I cieli si anneriscono sovrastanti, l’orizzonte si tinge scarlatto mentre il canto sgraziato e colmo di angoscia di un corvo risuona nell’aria riempiendola di un funesto presagio di fine e d’immobilismo direzionale, la stessa conclusione amara nell’abbraccio del vuoto esistenziale: quel buco a forma di dio lasciato nel cuore, insomma, da una violenza urbana fin de siècle che non ha risparmiato, in superficie o profondità che sia, nessun’anima. “A Fall Of An Epoch”, nonostante la distanza dal suo predecessore sia quanto mai ragguardevole se comparata a quelli che fino a quel momento furono i ritmi del trio, non si presenta dacché come un effettivo disco di frattura: non caratterialmente, quantomeno, posto che il senso di rammarico, di travaglio interiore, sgomento ed abbandono all’inevitabile che la musica composta (principalmente) da Mikko Lehto ha sempre trasmesso resta fortissimo oggi quanto ieri nelle trame chitarristiche sofferte e dal trademark smaccatamente inconfondibile – sono tuttavia proprio queste, a conduzione verso una struttura più ampia e circolare, che distaccano il quinto full-length del rinnovato trio dalla ricca compattezza compositiva dei più brevi brani di “The Plague Of A Coming Age”, cambiando strategie d’arrangiamento e trovando al contrario quadra nella stasi strutturale, solitaria e meno canzonata che già aveva fatto l’enorme squisitezza degli October Falls a cavallo tra l’atavismo di “The Womb Of Primordial Nature” e la devastante dilatazione del maestoso “A Collapse Of Faith”.
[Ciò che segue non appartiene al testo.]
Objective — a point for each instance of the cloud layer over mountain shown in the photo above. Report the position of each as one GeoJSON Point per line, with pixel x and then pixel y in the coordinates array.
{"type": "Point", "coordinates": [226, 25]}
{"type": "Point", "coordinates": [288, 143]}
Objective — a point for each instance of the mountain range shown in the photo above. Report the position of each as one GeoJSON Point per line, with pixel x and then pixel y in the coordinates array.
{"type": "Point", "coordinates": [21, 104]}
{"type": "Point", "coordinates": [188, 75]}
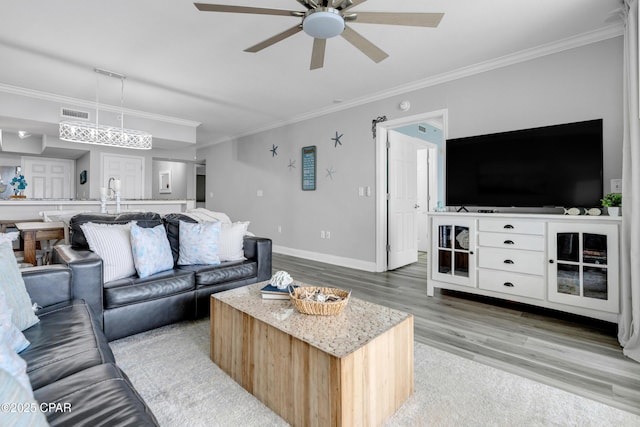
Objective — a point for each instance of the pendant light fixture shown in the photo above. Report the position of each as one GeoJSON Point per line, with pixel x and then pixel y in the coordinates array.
{"type": "Point", "coordinates": [95, 133]}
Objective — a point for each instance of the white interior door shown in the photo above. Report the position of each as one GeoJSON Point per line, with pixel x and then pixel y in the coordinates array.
{"type": "Point", "coordinates": [423, 199]}
{"type": "Point", "coordinates": [129, 170]}
{"type": "Point", "coordinates": [48, 178]}
{"type": "Point", "coordinates": [402, 201]}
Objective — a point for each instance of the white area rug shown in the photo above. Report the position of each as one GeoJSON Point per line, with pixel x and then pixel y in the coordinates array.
{"type": "Point", "coordinates": [171, 369]}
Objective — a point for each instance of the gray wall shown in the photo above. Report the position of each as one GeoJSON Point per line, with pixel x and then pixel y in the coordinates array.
{"type": "Point", "coordinates": [578, 84]}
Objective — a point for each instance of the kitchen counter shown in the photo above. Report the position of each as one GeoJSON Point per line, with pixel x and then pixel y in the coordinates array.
{"type": "Point", "coordinates": [26, 209]}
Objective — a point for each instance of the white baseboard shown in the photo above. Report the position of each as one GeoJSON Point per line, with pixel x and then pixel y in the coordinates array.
{"type": "Point", "coordinates": [358, 264]}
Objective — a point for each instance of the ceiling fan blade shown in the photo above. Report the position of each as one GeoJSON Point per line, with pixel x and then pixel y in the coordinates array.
{"type": "Point", "coordinates": [275, 39]}
{"type": "Point", "coordinates": [365, 46]}
{"type": "Point", "coordinates": [393, 18]}
{"type": "Point", "coordinates": [354, 3]}
{"type": "Point", "coordinates": [205, 7]}
{"type": "Point", "coordinates": [317, 54]}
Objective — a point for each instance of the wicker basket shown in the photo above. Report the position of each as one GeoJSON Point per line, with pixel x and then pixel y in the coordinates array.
{"type": "Point", "coordinates": [315, 307]}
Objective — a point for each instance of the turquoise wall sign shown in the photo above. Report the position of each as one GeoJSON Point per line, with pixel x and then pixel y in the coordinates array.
{"type": "Point", "coordinates": [309, 168]}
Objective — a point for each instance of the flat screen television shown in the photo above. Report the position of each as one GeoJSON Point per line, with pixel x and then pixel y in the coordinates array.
{"type": "Point", "coordinates": [551, 166]}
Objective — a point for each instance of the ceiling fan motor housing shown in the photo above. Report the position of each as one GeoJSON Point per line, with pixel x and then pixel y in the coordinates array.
{"type": "Point", "coordinates": [323, 23]}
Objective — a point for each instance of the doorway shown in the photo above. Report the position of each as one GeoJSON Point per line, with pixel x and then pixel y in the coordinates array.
{"type": "Point", "coordinates": [388, 225]}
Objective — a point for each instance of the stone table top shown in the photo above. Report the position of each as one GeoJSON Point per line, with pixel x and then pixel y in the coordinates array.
{"type": "Point", "coordinates": [338, 335]}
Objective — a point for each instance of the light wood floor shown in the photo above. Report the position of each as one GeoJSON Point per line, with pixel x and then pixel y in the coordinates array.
{"type": "Point", "coordinates": [572, 353]}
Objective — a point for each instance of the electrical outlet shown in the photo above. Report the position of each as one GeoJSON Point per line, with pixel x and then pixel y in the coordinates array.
{"type": "Point", "coordinates": [616, 186]}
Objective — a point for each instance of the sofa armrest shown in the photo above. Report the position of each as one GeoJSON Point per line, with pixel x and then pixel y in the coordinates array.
{"type": "Point", "coordinates": [86, 278]}
{"type": "Point", "coordinates": [48, 285]}
{"type": "Point", "coordinates": [259, 249]}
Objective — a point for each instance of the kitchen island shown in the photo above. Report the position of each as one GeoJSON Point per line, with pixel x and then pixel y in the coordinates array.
{"type": "Point", "coordinates": [30, 209]}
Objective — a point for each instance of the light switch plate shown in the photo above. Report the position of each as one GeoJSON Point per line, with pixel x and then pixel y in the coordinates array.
{"type": "Point", "coordinates": [616, 186]}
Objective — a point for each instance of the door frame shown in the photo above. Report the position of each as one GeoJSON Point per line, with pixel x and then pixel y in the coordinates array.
{"type": "Point", "coordinates": [381, 175]}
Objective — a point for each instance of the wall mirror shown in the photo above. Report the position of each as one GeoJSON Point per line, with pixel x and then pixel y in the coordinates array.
{"type": "Point", "coordinates": [165, 182]}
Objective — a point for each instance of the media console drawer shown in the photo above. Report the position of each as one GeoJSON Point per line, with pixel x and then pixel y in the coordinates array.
{"type": "Point", "coordinates": [511, 283]}
{"type": "Point", "coordinates": [528, 262]}
{"type": "Point", "coordinates": [507, 225]}
{"type": "Point", "coordinates": [511, 241]}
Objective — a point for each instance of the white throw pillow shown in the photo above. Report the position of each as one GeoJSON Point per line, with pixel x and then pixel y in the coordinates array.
{"type": "Point", "coordinates": [231, 245]}
{"type": "Point", "coordinates": [12, 284]}
{"type": "Point", "coordinates": [199, 243]}
{"type": "Point", "coordinates": [151, 250]}
{"type": "Point", "coordinates": [112, 243]}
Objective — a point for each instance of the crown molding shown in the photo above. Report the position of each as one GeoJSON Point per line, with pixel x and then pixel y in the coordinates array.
{"type": "Point", "coordinates": [601, 34]}
{"type": "Point", "coordinates": [68, 101]}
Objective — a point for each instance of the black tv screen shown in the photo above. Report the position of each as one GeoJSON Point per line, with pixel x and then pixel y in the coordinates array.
{"type": "Point", "coordinates": [551, 166]}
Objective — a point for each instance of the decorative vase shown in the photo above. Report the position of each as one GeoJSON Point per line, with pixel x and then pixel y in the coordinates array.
{"type": "Point", "coordinates": [613, 210]}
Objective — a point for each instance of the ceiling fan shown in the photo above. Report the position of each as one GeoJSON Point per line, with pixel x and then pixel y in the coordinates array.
{"type": "Point", "coordinates": [325, 19]}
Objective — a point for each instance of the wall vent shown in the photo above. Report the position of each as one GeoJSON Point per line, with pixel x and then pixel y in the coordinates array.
{"type": "Point", "coordinates": [69, 113]}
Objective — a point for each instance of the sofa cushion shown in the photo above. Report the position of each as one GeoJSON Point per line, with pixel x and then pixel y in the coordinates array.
{"type": "Point", "coordinates": [65, 341]}
{"type": "Point", "coordinates": [151, 250]}
{"type": "Point", "coordinates": [10, 362]}
{"type": "Point", "coordinates": [232, 240]}
{"type": "Point", "coordinates": [206, 275]}
{"type": "Point", "coordinates": [9, 333]}
{"type": "Point", "coordinates": [172, 224]}
{"type": "Point", "coordinates": [134, 289]}
{"type": "Point", "coordinates": [98, 396]}
{"type": "Point", "coordinates": [78, 241]}
{"type": "Point", "coordinates": [12, 392]}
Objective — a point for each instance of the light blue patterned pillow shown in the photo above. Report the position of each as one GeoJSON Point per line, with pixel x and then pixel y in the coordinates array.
{"type": "Point", "coordinates": [199, 243]}
{"type": "Point", "coordinates": [12, 284]}
{"type": "Point", "coordinates": [151, 250]}
{"type": "Point", "coordinates": [9, 359]}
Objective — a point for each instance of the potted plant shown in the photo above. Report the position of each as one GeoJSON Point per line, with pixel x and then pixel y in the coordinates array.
{"type": "Point", "coordinates": [612, 202]}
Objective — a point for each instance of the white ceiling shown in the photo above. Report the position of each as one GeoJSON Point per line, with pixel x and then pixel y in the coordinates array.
{"type": "Point", "coordinates": [190, 65]}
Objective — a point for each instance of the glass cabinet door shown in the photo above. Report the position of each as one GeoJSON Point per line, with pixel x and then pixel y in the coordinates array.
{"type": "Point", "coordinates": [583, 263]}
{"type": "Point", "coordinates": [453, 256]}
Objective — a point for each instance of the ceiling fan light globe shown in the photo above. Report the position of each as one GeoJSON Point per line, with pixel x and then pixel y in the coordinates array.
{"type": "Point", "coordinates": [323, 24]}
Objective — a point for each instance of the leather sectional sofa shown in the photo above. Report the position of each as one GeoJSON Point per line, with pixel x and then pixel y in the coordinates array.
{"type": "Point", "coordinates": [131, 305]}
{"type": "Point", "coordinates": [69, 363]}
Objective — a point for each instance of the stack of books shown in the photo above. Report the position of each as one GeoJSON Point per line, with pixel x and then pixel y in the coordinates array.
{"type": "Point", "coordinates": [271, 292]}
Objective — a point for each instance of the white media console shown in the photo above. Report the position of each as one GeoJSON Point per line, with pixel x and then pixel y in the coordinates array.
{"type": "Point", "coordinates": [561, 262]}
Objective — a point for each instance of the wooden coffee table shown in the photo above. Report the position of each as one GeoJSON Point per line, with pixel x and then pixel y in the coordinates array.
{"type": "Point", "coordinates": [355, 368]}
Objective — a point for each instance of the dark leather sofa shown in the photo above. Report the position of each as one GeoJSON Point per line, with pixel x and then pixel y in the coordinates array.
{"type": "Point", "coordinates": [70, 365]}
{"type": "Point", "coordinates": [131, 305]}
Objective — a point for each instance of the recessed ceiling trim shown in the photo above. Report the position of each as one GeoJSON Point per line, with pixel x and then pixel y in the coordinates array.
{"type": "Point", "coordinates": [604, 33]}
{"type": "Point", "coordinates": [67, 100]}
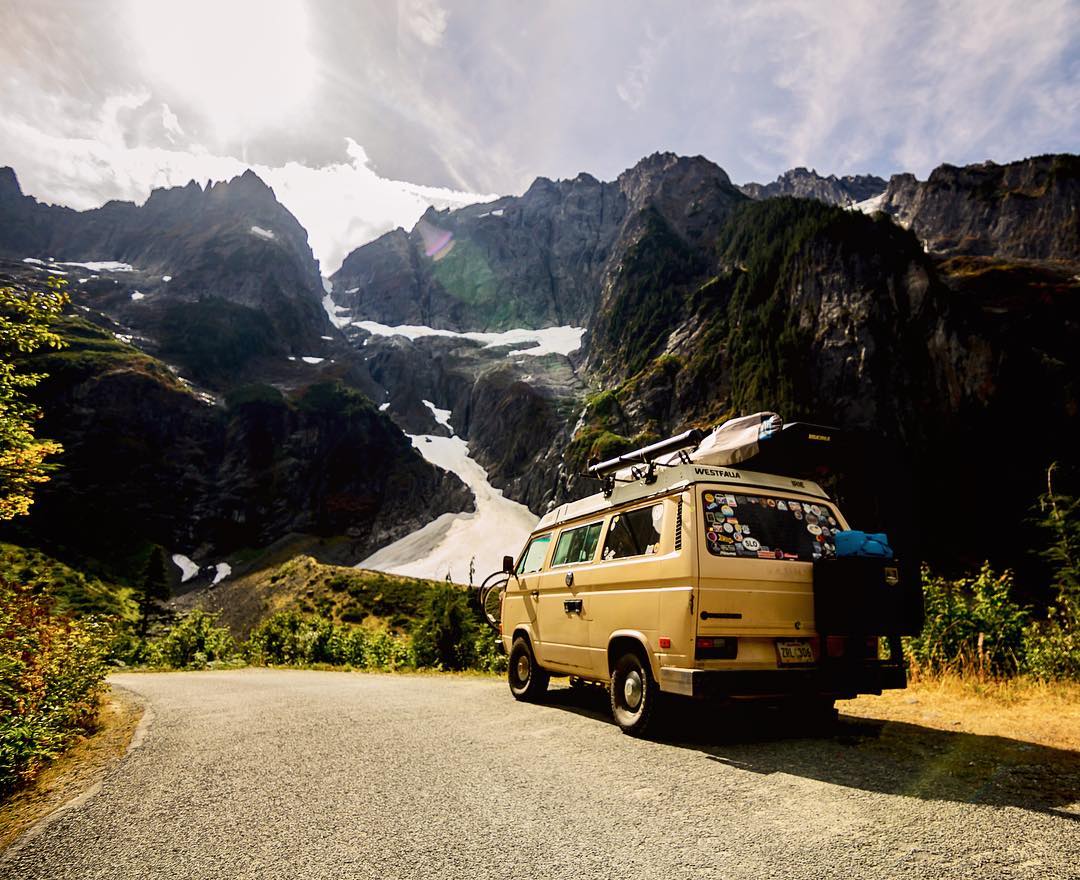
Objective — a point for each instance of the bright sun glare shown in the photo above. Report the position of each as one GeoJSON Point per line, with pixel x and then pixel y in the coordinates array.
{"type": "Point", "coordinates": [244, 64]}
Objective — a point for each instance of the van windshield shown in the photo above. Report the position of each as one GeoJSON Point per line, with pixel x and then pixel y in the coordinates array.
{"type": "Point", "coordinates": [765, 527]}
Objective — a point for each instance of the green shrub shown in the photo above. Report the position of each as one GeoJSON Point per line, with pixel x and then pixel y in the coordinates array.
{"type": "Point", "coordinates": [445, 635]}
{"type": "Point", "coordinates": [972, 624]}
{"type": "Point", "coordinates": [52, 671]}
{"type": "Point", "coordinates": [192, 642]}
{"type": "Point", "coordinates": [1052, 650]}
{"type": "Point", "coordinates": [383, 650]}
{"type": "Point", "coordinates": [289, 638]}
{"type": "Point", "coordinates": [488, 655]}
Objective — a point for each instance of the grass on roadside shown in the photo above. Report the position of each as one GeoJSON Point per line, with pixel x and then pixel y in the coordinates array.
{"type": "Point", "coordinates": [1022, 708]}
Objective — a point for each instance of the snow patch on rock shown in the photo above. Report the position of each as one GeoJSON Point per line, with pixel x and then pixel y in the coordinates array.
{"type": "Point", "coordinates": [103, 266]}
{"type": "Point", "coordinates": [549, 340]}
{"type": "Point", "coordinates": [441, 416]}
{"type": "Point", "coordinates": [447, 545]}
{"type": "Point", "coordinates": [188, 569]}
Le reiterazioni si impongono più decisive, i pezzi più lunghi e quindi duri che nell’immediato passato, i toni più aspri persino e rigidi nello scheletro, quasi rigorosi nella restituzione di una parvenza di semplicità a vestire nobilmente trame che in realtà sono essenzialmente complesse per arrangiamenti nonostante conservino un approccio estremamente melodico ed immediato nell’intrecciarsi delle sei corde, rapide lingue di serpenti del vecchio mondo; coerentemente, sotto al tripudio chitarristico di progressioni in sedicesimi più alchemico e scorrevole ma complicato che mai (continui i paesaggi in cui tre o quattro chitarre distorte e in full-gain sfumano, compaiono e scompaiono, dialogando con una sola strabiliante voce tra ritmiche, armoniche e soliste, rimanendo nondimeno strazianti e viscose), le linee di basso suonate da Henri Sorvali (di scontata fama Moonsorrow e Finntroll, non sola new-entry ma anche capacissimo produttore dell’album) rimangono più tragiche, semplici ed ipnotiche, sicuramente lontane anche per colori dall’eclettismo e dalla pienezza roccioasa in fill armonici del dipartito Sami Hinkka, ma non meno gustose od incisive (in questo sì, maggiormente in soluzione di continuità con la parte centrale di discografia di Lehto e Tarvonen); e se i crescendo vengono questa volta ridotti ai minimi termini in favore di velocità ed intensità raramente pareggiate dal lavoro targato October Falls, è altresì vero che gli scintillanti respiri acustici spezzati dalle scariche batteristiche ed elettriche, dalle rasoiate ritmiche e dallo screaming grigio, ferito a morte e consumato di Mikko rendono la contraddizione ancora più efficace, più precisa e armoniosa che in passato, un autentico emblema di unità e continuità proprio nella sua tagliente disgregazione in parti complementari, giustapposte o coralizzate in base all’esigenza.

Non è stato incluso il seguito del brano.